Eric: The Cloud-based Quick Start for RDS introduces the ability to deploy customer projects in the cloud before their infrastructure is in place. We get the system running in the SAP cloud with the customer’s data, and when they’re ready to go live, the system is transported to where they want it – a public cloud like Amazon, or on-premise. It’s a simple, agile way to jumpstart projects, lowering the complexity since there's no infrastructure readiness to worry about.

This cloud approach saves significant time in the content loading, testing process – it's an accelerator, and coupled with RDS we provide a tremendous benefit for the customer. I believe that within the next six months, this deployment option will become mainstream – the new norm for deploying projects.

Q:  How will you maintain an entrepreneurial approach within a large, mature company such as SAP? Don’t entrepreneurs typically seek to work outside the constraints that exist within established corporate structures?
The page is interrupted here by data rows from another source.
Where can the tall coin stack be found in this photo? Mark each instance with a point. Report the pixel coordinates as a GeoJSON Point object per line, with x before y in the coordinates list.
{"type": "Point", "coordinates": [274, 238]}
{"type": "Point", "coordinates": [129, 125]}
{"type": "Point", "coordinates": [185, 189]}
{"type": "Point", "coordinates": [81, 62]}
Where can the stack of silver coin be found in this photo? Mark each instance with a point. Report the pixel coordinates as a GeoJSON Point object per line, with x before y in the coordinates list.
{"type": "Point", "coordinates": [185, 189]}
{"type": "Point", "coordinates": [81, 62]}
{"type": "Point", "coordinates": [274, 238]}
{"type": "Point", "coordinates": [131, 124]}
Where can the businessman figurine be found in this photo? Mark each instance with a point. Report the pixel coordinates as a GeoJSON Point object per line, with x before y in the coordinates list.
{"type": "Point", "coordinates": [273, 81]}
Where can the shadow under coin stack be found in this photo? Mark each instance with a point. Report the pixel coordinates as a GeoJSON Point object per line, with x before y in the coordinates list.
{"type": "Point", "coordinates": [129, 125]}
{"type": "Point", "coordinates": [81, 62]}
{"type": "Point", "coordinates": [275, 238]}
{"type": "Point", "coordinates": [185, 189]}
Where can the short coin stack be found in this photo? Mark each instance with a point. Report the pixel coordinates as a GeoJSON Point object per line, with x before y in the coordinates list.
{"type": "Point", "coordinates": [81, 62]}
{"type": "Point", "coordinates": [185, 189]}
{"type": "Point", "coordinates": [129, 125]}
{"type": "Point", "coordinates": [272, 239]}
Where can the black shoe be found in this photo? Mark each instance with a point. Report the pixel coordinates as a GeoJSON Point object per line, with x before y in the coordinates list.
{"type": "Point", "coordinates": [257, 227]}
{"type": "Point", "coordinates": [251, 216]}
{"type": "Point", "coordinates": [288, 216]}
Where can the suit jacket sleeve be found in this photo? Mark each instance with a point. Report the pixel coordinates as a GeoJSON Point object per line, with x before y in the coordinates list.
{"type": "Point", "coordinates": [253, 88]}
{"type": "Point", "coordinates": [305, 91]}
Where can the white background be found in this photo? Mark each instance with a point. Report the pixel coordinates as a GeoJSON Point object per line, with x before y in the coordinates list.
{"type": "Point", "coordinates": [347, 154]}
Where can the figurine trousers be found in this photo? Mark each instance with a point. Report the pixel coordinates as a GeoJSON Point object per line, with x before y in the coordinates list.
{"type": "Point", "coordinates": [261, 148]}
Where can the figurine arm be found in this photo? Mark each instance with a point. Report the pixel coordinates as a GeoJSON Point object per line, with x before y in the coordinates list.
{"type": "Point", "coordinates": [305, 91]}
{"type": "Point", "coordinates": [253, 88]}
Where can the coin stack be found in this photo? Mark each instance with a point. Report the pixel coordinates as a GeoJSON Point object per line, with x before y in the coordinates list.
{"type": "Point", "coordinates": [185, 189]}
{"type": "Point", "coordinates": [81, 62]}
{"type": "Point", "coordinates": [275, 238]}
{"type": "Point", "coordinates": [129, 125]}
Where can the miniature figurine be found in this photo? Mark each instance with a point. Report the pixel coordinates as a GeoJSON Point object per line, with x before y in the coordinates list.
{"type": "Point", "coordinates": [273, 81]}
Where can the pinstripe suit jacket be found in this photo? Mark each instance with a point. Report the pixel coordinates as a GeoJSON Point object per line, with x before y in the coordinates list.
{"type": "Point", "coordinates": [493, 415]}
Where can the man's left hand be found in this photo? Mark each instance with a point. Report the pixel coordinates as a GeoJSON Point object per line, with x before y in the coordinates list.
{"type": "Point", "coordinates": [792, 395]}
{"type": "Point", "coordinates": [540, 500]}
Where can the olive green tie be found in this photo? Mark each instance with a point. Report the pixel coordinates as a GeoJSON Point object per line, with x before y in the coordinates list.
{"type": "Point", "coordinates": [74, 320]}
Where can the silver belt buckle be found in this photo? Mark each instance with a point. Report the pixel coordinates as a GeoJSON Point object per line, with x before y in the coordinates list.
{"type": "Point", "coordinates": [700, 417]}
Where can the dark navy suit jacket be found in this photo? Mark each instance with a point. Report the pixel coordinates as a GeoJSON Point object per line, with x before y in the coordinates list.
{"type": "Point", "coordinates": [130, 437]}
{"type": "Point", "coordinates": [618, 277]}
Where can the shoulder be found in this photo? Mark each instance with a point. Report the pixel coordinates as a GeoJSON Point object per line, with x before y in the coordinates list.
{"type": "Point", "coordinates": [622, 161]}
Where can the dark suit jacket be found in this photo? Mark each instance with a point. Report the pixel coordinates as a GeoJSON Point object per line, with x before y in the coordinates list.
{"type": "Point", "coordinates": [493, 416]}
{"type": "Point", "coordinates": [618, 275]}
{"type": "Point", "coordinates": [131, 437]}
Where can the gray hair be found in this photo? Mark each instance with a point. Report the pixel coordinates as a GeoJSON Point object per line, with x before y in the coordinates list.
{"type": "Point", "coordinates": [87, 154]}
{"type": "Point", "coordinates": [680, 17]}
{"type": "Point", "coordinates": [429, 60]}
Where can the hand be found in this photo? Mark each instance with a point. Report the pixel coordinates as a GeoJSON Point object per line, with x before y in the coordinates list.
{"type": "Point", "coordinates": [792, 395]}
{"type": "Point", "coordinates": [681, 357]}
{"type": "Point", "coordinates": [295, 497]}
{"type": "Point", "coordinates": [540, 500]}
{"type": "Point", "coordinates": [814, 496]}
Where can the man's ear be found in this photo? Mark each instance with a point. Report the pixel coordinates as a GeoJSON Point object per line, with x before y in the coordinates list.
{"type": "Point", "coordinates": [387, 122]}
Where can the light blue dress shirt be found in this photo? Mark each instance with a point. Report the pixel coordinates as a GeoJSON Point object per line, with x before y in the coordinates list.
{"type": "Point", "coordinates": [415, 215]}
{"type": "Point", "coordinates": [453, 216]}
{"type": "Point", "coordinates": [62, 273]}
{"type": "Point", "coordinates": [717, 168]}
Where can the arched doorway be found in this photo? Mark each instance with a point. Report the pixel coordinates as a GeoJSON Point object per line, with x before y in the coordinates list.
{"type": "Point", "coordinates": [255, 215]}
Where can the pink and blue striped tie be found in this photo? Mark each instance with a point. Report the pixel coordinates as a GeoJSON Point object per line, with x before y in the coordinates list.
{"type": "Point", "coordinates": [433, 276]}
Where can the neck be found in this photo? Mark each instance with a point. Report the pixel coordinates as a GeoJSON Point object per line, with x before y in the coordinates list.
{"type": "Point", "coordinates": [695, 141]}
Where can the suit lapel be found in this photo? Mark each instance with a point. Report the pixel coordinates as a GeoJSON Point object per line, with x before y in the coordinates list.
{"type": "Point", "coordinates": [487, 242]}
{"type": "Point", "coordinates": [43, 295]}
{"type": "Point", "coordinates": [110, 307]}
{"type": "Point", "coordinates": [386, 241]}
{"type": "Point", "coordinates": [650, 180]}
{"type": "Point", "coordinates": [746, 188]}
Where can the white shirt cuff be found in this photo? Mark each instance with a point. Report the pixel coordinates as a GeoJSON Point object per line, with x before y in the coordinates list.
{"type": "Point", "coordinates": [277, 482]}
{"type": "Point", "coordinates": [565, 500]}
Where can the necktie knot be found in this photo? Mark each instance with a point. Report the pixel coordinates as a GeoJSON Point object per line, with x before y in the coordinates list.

Carsten: In my view, entrepreneurial leadership is about exploiting unseen opportunities by creating novel combinations – taking initiative to pursue them regardless of the resources controlled, while energizing and empowering people. One skill that successful disruptive innovators share is “associating” –making unexpected connections between things that have been previously regarded as disparate pieces of information. Most people can do that or learn how to, and get better at it with practice. The good thing is that entrepreneurs are not born but can be developed!

The difference between a company like SAP and a startup I’d say is a 99:1 ratio – 99% professionalism and ability to scale, with 1% room for error and failure. A startup tends to have that ratio reversed but can connect the dots in new combinations to launch/push innovative use cases.  Failure is an important part of the entrepreneurial and innovation process. I like how Thomas Edison coined it: “I have not failed. I’ve just found 10.000 ways that won’t work.” We address this with fast cycles to explore new ideas and adjust the course based on customer feedback.  We also apply an agile project management approach and design-based thinking.  In the services incubator we combine the best of the start-up and corporate worlds.

Eric: I would add that the customer's agenda needs to be top of mind. You have to be close to the market, to what the customers are facing, and work backwards to address their needs. Our customers want new solutions, exhibiting breakthrough, disruptive technology.

SAP employees are smart, creative people who have great ideas, and aren’t shy to point out a bad idea. We have people who challenge the status quo – you see that at meetings when people stand up and ask questions. This doesn’t mean they disagree with the company – it shows they have passion and want to be a part of SAP’s success. 

Carsten: Harnessing these peoples’ passion, putting their ideas to work for our customers – that’s what NGS is doing, and we’re introducing an entrepreneurs@sap community to generate discussion and new ideas we can bring to market. It’s really exciting to build-up something like this to allow our employees to state: “ I want to be an entrepreneur; I am already in the right environment!”